Broodmare prospect Carribean Sunset, a group III winner in Ireland and a stakes winner in this country, brought $1 million Nov. 8 during the opening session in the Keeneland November breeding stock sale in Lexington. Australian bloodstock agent James Bester purchased the 5-year-old daughter of Danehill Dancer from Helen Alexander’s Middlebrook Farm, agent.
Bester was acting on behalf of Kiaora Stud, an Australian operation, but he declined to discuss details of its ownership.
“She’ll go back to Australia and be bred to one of the leading stallions there,” said Bester of Carribean Sunset. “She was a beautiful mover, a very classy filly with a wonderful head.”
Helen Alexander’s Middlebrook Farm, agent, consigned Carribean Sunset. The mare has not raced since June 5, when she finished fifth in the Nassau Stakes (Can-IIT) at Woodbine while running for Alexander, Jon and Sarah Kelly, and Donald and Joan Cimpl. Jon Kelly purchased the mare for $1,250,000 from Paramount Sales, agent, at the 2008 Keeneland November sale.

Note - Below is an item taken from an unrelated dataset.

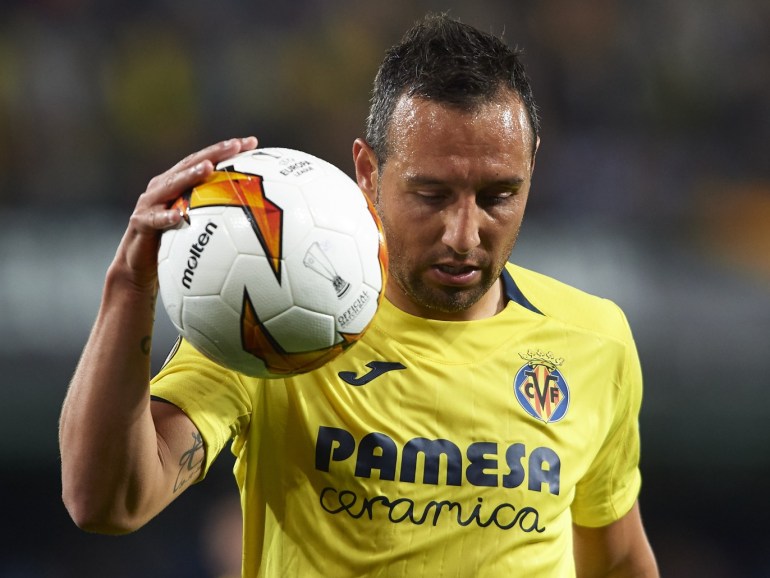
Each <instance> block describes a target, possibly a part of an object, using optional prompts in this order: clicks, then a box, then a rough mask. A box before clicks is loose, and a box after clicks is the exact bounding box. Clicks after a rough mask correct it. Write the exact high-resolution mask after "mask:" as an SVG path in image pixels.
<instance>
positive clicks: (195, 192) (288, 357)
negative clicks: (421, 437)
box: [158, 148, 387, 378]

Bred in Ireland by Barronstown Stud and produced from the winning Royal Academy mare Bonheur, Carribean Sunset started her racing career in Europe. She won three group III events in Ireland and finished third in the Boylesports Irish One Thousand Guineas (Ire-I) in 2008.
In this country, Carribean Sunset captured the Dr. James Penny Memorial Handicap, finished second in the Diana (gr. IT) and Beaugay (gr. IIIT) Stakes, and was third in the Palomar Handicap (gr. IIT) in 2009.
“I liked the pedigree; there was a lot going on there,” Bester said. “Obviously, Danehill Dancer is well-known in Australia, so that part of the pedigree appealed. But we also want group-winning fillies, preferably on turf because we race on turf. She had group I form as well; she did it in Ireland and in America, so we liked that. Royal Academy is a very good broodmare sire as well. He’s the broodmare sire of Fastnet Rock, our leading stallion in Australia. We figured this filly ticked all the boxes.”
The Australian dollar is stronger against the American dollar this year and that makes shopping for buyers from Down Under easier, according to Bester.
“We participated last year (in the Keeneland November sale) and we were competitors, but it’s even better this year,” Bester said. “(There is) no doubt the exchange rate makes it worthwhile. We have a limit on what we can spend on any given horse, but with the exchange rate the way it is now, we are able to compete (more aggressively) here.”